The fundamental rule behind judicial review of wills is to discern the testator’s intent and to carry out the intent as near as possible. In re Bair Estate, 128 Mich App 713, 716; 341 NW2d 188 (1983). Unless an ambiguity exists, the intent must be gleaned from the four corners of the instrument itself. In re Butterfield Estate, 405 Mich 702, 711; 275 NW2d 262 (1979). Although testacy is presumed, Powell v Beebe, 167 Mich 306, 313; 133 NW 8 (1911), such a presumption cannot overcome the plain language of the will and a testator’s express intention as it appears therein. Rozell v Rozell, 217 Mich 324, 330; 186 NW 489 (1922). In ascertaining intent, a court is prohibited from engaging in speculation. In re Dodge Trust, 121 Mich App 527, 541; 330 NW2d 72 (1982), lv den 418 Mich 878 (1983).

In this case, the trial court determined that the will contained no ambiguity and thus refused to allow in evidence the deposition of the scrivener of the will. In rendering its opinion the trial court stated that "There was evidence that was adduced at the trial of the matter showing the deceased carrying on as to this in referring to this matter as her will, not revoking same * * This apparently was in reference to testimony adduced at the revocation hearing concerning Rachel Shaw’s actions and conduct subsequent to her husband’s demise. It therefore appears to me that while on one hand the trial court deemed the will unambiguous, it nevertheless erroneously considered extrinsic evidence when considering the intention of *759the testator. This is directly contrary to well established law that in an unambiguous will the testator’s intention must be gleaned from the four corners of the instrument itself. In re Butterfield Estate, supra. Therefore, I would conclude that this inconsistency in the trial court’s reasoning cannot be rationalized and merits reversal.

Further, I cannot glean from reading the instrument in its entirety that the testators intended to pass the residue of the estate to Ms. Von Gunten. Such an intent assumes that the will intended to effectuate the disposition of residual property subsequent to the surviving spouse’s death. From my reading of the will it is clear that its purpose was to dispose of property either in the event of their simultaneous death or where one spouse predeceased the other. There is no language indicating otherwise. It is simply a situation where the testators fail to anticipate far enough ahead. If the parties did not have enough foresight to anticipate and to provide for the disposition of property of the survivor on her death, how can it be said that such an intent can be gleaned from the four corners of the will? It simply cannot.

Can it be said that, had Mrs. Shaw predeceased her husband and he in turn kept the will in force without altering it, the court would have then concluded that simply because Ms.
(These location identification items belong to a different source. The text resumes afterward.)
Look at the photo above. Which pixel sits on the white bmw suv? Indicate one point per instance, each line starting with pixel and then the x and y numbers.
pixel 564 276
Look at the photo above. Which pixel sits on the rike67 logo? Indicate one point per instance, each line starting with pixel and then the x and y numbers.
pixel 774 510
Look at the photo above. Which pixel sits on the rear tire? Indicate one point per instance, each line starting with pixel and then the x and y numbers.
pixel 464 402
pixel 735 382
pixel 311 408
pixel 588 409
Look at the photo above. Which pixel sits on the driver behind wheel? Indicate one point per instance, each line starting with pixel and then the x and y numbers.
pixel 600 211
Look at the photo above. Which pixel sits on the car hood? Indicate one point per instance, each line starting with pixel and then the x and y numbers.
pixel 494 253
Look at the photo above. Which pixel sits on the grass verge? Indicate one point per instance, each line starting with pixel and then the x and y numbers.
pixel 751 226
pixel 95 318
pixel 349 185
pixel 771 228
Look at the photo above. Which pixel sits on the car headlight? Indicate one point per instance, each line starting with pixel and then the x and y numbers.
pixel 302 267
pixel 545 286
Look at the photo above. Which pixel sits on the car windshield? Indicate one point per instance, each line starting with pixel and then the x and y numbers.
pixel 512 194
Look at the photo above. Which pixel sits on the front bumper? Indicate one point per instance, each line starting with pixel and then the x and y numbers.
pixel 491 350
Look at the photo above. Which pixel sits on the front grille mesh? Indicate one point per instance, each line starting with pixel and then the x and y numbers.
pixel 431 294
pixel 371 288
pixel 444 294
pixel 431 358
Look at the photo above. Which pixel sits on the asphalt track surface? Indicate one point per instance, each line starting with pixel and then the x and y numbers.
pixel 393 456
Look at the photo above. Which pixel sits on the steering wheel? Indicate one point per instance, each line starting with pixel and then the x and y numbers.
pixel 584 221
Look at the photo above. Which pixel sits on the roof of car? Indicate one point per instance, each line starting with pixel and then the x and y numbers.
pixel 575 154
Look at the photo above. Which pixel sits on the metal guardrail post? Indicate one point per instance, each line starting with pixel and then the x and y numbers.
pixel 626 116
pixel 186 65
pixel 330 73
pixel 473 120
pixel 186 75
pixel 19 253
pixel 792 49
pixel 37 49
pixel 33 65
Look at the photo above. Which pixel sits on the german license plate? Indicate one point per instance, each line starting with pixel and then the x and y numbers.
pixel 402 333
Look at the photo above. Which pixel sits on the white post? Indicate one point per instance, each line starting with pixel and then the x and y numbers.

Von Gunten was appointed executrix and received Mrs. Shaw’s personal jewelry by way of specific bequest she also would be the residuary legatee even though she bore no relation to Mr. Shaw? I think not. A construction inferring such an intent is based upon mere speculation and extrinsic evidence. In essence it rewrites the will to include such an intent. Therefore I would conclude that since neither the simultaneous death nor death of one of the testators within 30 days of the other occurred, *760the contingencies in paragraph III were not satisfied. Thus I would hold that the property, with the exception of the jewelry, passed under the laws of intestate succession.